— Что ж… — ответил я.
Мне было не скучно молчать с этим человеком: я узнал о нем почти все, пока он странствовал по земному шару. Можно и помолчать, заново переживая события.
…В начале сорок третьего Асланов дал ему отпуск на два дня. Танковая часть стояла за Тулой. Он поехал домой.
Вечером шел снег, было хорошо. Он вышел погулять. Услышал: «Миша, Миша!» И увидел: бежит девушка с радостным, красивым лицом. Это была она, чей смех он в детстве хотел услышать. Он ей рассказал о себе. «Веришь ли, Асланов мне танк подарил!» — «Разве это дарят?» — удивилась она. «Но ты пойми, новые танки получают старые, заслуженные офицеры. А я необстрелянный, из училища». — «А за что подарил?» — «А я в первый же вечер выступил на концерте в нашей части. С Чеховым… Генерал услышал и подарил». — «А что ты читал?» И тогда он отпахнул полу полушубка, они сели на скамью, засыпанную снегом, и он стал читать «Хирургию». Девушка смеялась до слез. Это было как объяснение в любви.

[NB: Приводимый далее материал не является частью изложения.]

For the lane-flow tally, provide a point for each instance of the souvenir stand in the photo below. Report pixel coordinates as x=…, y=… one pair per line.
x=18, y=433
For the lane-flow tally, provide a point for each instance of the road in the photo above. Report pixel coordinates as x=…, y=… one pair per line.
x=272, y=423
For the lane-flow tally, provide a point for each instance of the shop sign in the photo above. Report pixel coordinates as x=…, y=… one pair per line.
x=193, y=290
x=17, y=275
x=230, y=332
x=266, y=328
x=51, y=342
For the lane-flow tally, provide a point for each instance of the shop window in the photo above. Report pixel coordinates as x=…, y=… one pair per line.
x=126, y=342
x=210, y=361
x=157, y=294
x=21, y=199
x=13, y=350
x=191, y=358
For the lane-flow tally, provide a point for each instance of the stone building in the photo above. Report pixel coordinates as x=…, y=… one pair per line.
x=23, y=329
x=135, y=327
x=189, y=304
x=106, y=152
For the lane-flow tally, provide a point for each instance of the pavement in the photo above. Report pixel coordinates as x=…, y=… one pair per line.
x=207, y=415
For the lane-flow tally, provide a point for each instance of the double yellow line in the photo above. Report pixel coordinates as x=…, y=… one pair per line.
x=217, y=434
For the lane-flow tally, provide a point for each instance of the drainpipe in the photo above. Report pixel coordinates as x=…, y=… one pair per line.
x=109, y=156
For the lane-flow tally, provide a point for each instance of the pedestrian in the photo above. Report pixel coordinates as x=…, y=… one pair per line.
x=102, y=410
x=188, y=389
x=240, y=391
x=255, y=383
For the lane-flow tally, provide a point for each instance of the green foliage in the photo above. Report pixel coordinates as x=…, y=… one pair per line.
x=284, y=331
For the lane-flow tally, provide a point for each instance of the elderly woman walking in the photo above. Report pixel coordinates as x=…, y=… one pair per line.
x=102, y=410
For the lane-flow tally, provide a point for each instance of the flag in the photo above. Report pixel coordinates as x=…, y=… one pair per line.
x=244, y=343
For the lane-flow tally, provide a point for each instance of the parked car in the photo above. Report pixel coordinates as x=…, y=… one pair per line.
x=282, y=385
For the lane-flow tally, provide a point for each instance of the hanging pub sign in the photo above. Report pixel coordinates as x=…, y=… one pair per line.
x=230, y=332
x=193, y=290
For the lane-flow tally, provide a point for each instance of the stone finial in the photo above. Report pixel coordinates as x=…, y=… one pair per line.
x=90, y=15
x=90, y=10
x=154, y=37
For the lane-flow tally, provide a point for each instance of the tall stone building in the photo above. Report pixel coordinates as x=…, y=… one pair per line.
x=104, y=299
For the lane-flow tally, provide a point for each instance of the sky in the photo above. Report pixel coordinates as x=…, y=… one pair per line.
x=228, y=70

— Теперь вы смеетесь, — сказал он мне. — Это уже мистика: двое стоят на мосту, молчат, и один начинает смеяться Я расскажу вам сам. Хотите, расскажу об Асланове? Это был удивительный человек. Он ходил в танковые атаки на «виллисе». Понимаете? Это то же, что идти обнаженным в ряду рыцарей, закованных в латы. Надо чувствовать, что ты бессмертен. Как бог. Он подарил мне танк и говорил, что после войны смеха в жизни будет больше, чем солнца. Его убили в Литве, у самой Германии. Меня уже не было в части. Я лежал в госпитале — обгоревший, как головешка, слепой… — Он широко посмотрел вокруг — на огни города, осенние сады, темную воду. — Вы слыхали о новой науке — бионике? Она хочет узнать, почему птицы никогда не ошибаются в выборе пути. Летят, летят и долетают. И садятся в Африке, а не в Индии. Без компаса и карты. Это действительно чудо. И наука его объяснит. Но сам я никогда не пойму, что было со мной. Помню одно: ослепило. Очнулся в санбате, в бинтах. Но между моим сожженным танком и нашей частью было пять тысяч метров. Лес, поле, холмы. И я был один, слепой… Может быть, добрался в беспамятстве, на ощупь? По танковому следу? Но ведь не только лицо — и руки обгорели. Что было потом? Меня лечили, лечили… Я стал видеть. Увидел себя. И пожалел, что вижу… Писем не писал. Хотел, чтобы думали: убит. Потом помню осенний вечер, стою у афишного столба, горблюсь, руки в карманах шинели, форма еще была на мне. И зычный голос над ухом: «Как стоите, лейтенант?» Оборачиваюсь: полковник, старый, густобровый, с усами. Поднял я голову, а он застонал, отвернулся, опять посмотрел и заплакал. И рукой махнул. Ушел… Ну, думаю, танкист, началась твоя послевоенная жизнь. Что-то в ней будет? Ну… Пошли, поздно…
Медленно, молча сошли мы с Каменного моста…
Одна из шведских газет писала о нем и талантливых его партнерах — Юрии Никулине и Анатолии Векшине:
«В чем тайна их обаяния? Они работают в новом, нетрадиционном стиле. И это особенно волнует. Наша публика в восторге. Смех не смолкает ни на минуту…»
Его называли клоуном мирового класса, «шутом атомного века».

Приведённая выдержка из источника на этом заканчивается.